Methylobacterium mesophilicum

Scientific classification
- Domain: Bacteria
- Kingdom: Pseudomonadati
- Phylum: Pseudomonadota
- Class: Alphaproteobacteria
- Order: Hyphomicrobiales
- Family: Methylobacteriaceae
- Genus: Methylobacterium
- Species: M. mesophilicum
- Binomial name: Methylobacterium mesophilicum (Austin and Goodfellow 1979) Green and Bousfield 1983
- Type strain: A47; ATCC 29983; CCUG 16482; CIP 101129; DSM 1708; ICPB 4095; IFO 15688; JCM 2829; LMG 5275; NBRC 15688; NCIB 11561; NCIMB 11561; NRRL B-14246
- Synonyms: Pseudomonas mesophilica Austin and Goodfellow 1979;

= Methylobacterium mesophilicum =

- Authority: (Austin and Goodfellow 1979) , Green and Bousfield 1983
- Synonyms: Pseudomonas mesophilica Austin and Goodfellow 1979

Species of bacterium

Methylobacterium mesophilicum is a Gram-negative, soil-dwelling bacterium, reported to be an opportunistic pathogen in immunocomprimised patients.

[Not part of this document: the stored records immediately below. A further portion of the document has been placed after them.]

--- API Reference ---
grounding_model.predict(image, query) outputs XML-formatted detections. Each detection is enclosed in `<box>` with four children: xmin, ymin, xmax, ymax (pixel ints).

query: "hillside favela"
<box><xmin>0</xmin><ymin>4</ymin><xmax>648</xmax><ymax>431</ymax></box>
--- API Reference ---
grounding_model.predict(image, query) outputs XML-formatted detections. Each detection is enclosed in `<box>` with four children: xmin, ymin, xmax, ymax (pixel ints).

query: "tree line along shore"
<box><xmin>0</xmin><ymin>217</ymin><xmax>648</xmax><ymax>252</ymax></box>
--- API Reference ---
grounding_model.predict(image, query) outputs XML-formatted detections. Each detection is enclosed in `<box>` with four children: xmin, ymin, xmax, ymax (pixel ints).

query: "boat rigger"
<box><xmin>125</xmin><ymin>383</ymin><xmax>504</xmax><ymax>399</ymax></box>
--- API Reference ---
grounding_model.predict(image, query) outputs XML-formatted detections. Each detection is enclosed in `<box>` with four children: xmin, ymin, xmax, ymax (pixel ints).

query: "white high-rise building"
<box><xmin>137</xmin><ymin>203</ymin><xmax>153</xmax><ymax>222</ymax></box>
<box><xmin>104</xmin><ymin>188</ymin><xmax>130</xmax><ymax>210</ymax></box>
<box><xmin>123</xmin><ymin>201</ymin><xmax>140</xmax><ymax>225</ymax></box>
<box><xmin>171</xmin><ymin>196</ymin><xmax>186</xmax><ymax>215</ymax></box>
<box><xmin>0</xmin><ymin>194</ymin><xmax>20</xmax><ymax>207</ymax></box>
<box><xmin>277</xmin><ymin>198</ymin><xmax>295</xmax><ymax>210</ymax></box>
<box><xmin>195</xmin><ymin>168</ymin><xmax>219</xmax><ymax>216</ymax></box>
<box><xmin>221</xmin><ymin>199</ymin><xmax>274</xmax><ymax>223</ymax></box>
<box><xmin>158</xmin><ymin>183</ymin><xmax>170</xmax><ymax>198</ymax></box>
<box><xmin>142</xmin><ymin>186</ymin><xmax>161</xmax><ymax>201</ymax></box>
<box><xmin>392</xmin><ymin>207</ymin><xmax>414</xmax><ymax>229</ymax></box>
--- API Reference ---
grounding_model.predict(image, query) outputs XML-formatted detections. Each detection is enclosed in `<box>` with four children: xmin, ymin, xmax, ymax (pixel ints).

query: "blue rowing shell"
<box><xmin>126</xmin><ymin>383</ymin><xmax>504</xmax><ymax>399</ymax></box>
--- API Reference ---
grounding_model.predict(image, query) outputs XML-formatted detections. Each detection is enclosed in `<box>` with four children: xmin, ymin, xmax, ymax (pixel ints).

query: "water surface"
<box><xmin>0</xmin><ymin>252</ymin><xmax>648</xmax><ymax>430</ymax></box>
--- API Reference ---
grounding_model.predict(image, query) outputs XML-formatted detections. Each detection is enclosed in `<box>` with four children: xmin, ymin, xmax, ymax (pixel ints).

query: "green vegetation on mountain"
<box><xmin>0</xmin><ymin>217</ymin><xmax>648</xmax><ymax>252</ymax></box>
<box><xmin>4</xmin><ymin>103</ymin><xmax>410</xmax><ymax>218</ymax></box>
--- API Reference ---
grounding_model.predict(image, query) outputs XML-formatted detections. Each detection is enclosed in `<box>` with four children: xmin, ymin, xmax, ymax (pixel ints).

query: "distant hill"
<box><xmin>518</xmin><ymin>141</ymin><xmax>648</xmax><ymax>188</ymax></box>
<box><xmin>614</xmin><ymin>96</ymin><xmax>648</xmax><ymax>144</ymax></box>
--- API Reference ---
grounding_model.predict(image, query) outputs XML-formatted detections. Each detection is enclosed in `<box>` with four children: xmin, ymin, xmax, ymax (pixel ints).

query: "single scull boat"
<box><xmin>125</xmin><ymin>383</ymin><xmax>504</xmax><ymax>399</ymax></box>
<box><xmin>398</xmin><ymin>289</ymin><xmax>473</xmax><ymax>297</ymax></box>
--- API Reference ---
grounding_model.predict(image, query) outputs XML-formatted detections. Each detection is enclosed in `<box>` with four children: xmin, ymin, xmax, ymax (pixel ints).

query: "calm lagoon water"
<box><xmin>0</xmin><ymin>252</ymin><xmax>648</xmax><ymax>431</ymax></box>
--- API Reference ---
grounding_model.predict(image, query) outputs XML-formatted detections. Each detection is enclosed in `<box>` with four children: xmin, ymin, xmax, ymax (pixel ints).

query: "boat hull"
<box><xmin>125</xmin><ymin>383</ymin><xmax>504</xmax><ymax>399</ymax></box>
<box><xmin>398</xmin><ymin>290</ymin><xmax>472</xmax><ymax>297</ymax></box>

Methylobacteria are typically slow-growing and produce pink-pigmented colonies. Pink pigmentation is the primary diagnostic characteristic used in the initial isolation of Methylobacteria. With extended incubation, pink colonies often take on a coral hue. M. mesophilicum and M. zatmanii are the two most commonly reported species isolated in clinical samples.

Methylobacteria have been reported to exhibit resistance to chlorination and have been isolated from tap water in various clinical settings including: an investigation of a pseudo-outbreak, water from dental units, and blood purification units. Tap water is a suspected mode of transmission. The presence of these organisms in tap water prompted suggestions that it may be helpful to monitor these organisms in water distribution systems in hospital units for immunocompromised patients.